The researchers looked to train a convolutional neural network, or CNN, a class of deep neural networks that is often used to analyze visual information. A CNN very generally consists of an input and output layer, and multiple hidden layers between, that process inputs to identify correlations between them.
Among their many applications, CNNs have been used as a means of generating visual or auditory "deepfakes"—content that has been extrapolated or manipulated through deep-learning and neural networks, to make it seem, for example, as if a woman were talking with a man's voice.

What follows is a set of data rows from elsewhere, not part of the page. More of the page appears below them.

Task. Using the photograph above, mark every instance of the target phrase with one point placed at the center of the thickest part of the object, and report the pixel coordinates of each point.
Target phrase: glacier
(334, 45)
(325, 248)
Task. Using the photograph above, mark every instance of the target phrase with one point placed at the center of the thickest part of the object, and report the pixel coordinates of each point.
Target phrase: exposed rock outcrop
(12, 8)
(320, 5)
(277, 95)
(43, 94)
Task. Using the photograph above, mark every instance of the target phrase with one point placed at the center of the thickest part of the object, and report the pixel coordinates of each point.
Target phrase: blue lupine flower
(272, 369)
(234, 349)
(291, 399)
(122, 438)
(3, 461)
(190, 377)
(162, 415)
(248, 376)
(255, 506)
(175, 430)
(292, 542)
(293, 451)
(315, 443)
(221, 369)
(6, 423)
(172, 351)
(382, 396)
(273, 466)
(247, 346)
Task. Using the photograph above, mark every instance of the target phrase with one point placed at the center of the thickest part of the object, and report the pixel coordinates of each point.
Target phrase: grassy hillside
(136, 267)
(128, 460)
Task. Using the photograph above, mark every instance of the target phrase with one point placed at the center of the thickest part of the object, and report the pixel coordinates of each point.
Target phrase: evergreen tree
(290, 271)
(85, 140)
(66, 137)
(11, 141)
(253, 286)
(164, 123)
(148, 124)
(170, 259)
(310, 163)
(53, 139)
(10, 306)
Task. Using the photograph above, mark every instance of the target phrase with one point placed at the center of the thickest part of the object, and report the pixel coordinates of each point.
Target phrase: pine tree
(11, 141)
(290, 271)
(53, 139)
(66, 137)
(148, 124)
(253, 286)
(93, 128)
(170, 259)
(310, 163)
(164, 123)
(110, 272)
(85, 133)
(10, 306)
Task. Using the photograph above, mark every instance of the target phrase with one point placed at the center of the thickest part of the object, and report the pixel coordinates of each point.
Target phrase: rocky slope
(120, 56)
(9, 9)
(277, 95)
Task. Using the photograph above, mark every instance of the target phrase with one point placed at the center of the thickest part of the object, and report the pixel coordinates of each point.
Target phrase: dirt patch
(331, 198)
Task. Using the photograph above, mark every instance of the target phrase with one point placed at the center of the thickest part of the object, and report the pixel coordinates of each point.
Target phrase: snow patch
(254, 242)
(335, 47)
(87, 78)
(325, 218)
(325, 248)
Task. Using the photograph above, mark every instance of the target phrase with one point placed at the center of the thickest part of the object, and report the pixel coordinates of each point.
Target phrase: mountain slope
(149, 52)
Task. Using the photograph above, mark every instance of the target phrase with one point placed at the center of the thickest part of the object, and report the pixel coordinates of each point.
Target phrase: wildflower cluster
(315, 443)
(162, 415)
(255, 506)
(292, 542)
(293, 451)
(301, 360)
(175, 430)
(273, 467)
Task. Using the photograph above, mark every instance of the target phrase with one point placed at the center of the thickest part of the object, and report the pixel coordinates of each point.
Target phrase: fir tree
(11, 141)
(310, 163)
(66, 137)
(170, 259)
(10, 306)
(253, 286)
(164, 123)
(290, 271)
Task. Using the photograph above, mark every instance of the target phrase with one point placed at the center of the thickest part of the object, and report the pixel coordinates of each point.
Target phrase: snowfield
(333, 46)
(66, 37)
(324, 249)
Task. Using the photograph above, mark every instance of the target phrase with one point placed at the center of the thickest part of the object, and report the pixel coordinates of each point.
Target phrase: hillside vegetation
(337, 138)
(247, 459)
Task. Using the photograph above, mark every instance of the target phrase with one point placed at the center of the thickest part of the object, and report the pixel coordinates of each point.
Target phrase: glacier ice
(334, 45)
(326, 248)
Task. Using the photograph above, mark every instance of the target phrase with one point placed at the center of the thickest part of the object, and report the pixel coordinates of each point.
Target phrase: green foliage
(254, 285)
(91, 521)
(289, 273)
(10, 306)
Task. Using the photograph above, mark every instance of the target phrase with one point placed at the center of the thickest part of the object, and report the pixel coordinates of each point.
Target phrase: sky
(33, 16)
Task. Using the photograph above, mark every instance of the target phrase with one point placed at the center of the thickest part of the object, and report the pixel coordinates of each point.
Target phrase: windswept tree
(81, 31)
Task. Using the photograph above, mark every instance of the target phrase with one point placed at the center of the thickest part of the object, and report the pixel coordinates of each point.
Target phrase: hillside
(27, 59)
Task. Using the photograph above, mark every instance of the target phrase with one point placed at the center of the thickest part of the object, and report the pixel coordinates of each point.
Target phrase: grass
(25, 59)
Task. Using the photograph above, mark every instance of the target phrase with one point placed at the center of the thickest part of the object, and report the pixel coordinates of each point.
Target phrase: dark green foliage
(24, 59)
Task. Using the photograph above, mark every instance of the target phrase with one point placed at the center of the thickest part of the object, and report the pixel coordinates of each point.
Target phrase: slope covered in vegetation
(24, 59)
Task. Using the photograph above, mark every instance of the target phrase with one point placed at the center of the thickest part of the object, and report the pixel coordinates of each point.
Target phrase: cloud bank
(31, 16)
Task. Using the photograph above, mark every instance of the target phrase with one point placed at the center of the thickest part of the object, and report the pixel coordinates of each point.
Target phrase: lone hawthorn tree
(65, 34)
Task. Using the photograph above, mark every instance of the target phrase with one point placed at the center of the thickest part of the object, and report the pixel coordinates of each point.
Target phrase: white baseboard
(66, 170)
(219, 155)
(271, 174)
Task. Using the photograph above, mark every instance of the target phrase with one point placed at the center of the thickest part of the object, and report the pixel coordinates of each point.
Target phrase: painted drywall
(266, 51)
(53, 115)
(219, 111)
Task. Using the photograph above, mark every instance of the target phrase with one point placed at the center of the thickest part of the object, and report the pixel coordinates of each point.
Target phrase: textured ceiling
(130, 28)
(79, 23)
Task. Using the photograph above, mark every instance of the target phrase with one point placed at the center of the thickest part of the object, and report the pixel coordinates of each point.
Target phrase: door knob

"If a network has seen enough examples of how to take a male voice and transform it into a female voice or vice versa, you can create a sophisticated box to do that," Demanet says. "Whereas here we make the Earth speak another frequency—one that didn't originally go through it."
Tracking waves
The researchers trained their neural network with inputs that they generated using the Marmousi model, a complex two-dimensional geophysical model that simulates the way seismic waves travel through geological structures of varying density and composition.
In their study, the team used the model to simulate nine "virtual Earths," each with a different subsurface composition. For each Earth model, they simulated 30 different earthquakes, all with the same strength, but different starting locations. In total, the researchers generated hundreds of different seismic scenarios. They fed the information from almost all of these simulations into their neural network and let the network find correlations between seismic signals.
After the training session, the team introduced to the neural network a new earthquake that they simulated in the Earth model but did not include in the original training data. They only included the high-frequency part of the earthquake's seismic activity, in hopes that the neural network learned enough from the training data to be able to infer the missing low-frequency signals from the new input.
They found that the neural network produced the same low-frequency values that the Marmousi model originally simulated.
"The results are fairly good," Demanet says. "It's impressive to see how far the network can extrapolate to the missing frequencies."
As with all neural networks, the method has its limitations. Specifically, the neural network is only as good as the data that are fed into it. If a new input is wildly different from the bulk of a network's training data, there's no guarantee that the output will be accurate. To contend with this limitation, the researchers say they plan to introduce a wider variety of data to the neural network, such as earthquakes of different strengths, as well as subsurfaces of more varied composition.
As they improve the neural network's predictions, the team hopes to be able to use the method to extrapolate low-frequency signals from actual seismic data, which can then be plugged into seismic models to more accurately map the geological structures below the Earth's surface. The low frequencies, in particular, are a key ingredient for solving the big puzzle of finding the correct physical model.
"Using this neural network will help us find the missing frequencies to ultimately improve the subsurface image and find the composition of the Earth," Demanet says.